I am new here and I have a few questions.

I am planning on relocating to Spain in 2016, I am currently a self employed Technical Illustrator sole trader operating under the VAT threshold. I am in my mid thirties so I will be doing this for a while, I have a strong client base and regular payments from my clients into my UK business bank account. 

My questions are:

What are my options when I move to Spain? I am guessing I have to register as autonomo? But do I have to have my payments paid into a spanish business account? or can I keep my uk account which would be preferable?

Looking into becoming an autonomo on the internet, it does look a little pricey 

Also would I have to add IVA to my services? 100% of my work is done via internet and in electronic format and is it anything like the UK with a IVA threshold etc?

Sorry if some of the questions are a bit dumb, I just wanna be clear on what I'm getting myself into.

Many thanks in advance for the help.


----------



## xabiaxica (Jun 23, 2009)

Eugeo said:


> Hi all,
> 
> I am new here and I have a few questions.
> 
> ...


:welcome:

if you're self-employed & living in Spain, you have to register as such here - the good news for you is that there is a 'start-up' scheme atm where new registrations pay just +/-50€ a month initially, gradually increasing to the full amount over a couple of years - I pay about 280€ a month + income tax

there's no knowing if that scheme will still be in place in 2016 though!
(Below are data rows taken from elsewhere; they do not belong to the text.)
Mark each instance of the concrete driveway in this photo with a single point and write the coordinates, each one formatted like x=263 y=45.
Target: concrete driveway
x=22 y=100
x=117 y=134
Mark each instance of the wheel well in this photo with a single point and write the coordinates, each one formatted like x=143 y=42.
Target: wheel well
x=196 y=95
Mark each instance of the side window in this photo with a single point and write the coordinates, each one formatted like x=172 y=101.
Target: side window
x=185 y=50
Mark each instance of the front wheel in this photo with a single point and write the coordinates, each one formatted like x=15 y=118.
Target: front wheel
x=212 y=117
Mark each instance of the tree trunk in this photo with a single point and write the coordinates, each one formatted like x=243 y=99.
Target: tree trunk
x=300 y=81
the autónomo payment does however cover you & any dependents for healthcare & you will eventually get a pension from Spain

there's no minimum threshold for VAT/IVA - if the service or product attracts IVA you have to be registered & it has to appear from the very first invoice

you'll need a bank account in Spain in any case, in order to register as resident, and for utility payments etc


----------



## houselannister (May 26, 2014)

Yes Eugeo, you will have to add IVA 21% (VAT) to all your services no matter where your business is. Unless you plan to move to Tenerif, in that case you only have to pay IGIC which is 7%


----------



## StewartL (Sep 5, 2013)

Hi Eugeo

My advise would be to obtain specific international tax advise from an adviser with experience of Spanish and UK business tax who will be able to provide you with the specific rules and maybe various options so that you can make a totally informed decision.
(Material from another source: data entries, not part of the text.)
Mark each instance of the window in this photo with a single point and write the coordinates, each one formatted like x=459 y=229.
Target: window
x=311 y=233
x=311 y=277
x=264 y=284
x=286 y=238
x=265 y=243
Yes if you are working as self employed in Spain you will need to register as autonomy and declare income to the Spanish Authorities.

IVA is chargeable but same rules apply as in the UK that if you are supplying services to a business in another EU member state that that business is VAT registered then your invoice to them can be zero rated for VAT with the companies reporting the zero rated supply. (There are rules to follow as to what you must hold to justify the zero rating and what has to be denoted on the invoice.) If you are supplying services to an non vat registered customer then you will have to charge IVA at the prevailing rate.

You may still have a GBP bank account as part of your Spanish business invoicing and receiving payments in GBP (for ease of your clients) but you will need to follow the rules of the tax office as to the rate of exchange to use for each transaction as your tax books in Spain will need to be in EUR.


----------



## Eugeo (May 22, 2014)

Many thanks for the replies guys, that helps a lot. I've found myself a good Gestoria so I will start to make the steps forward with my move :thumb:


----------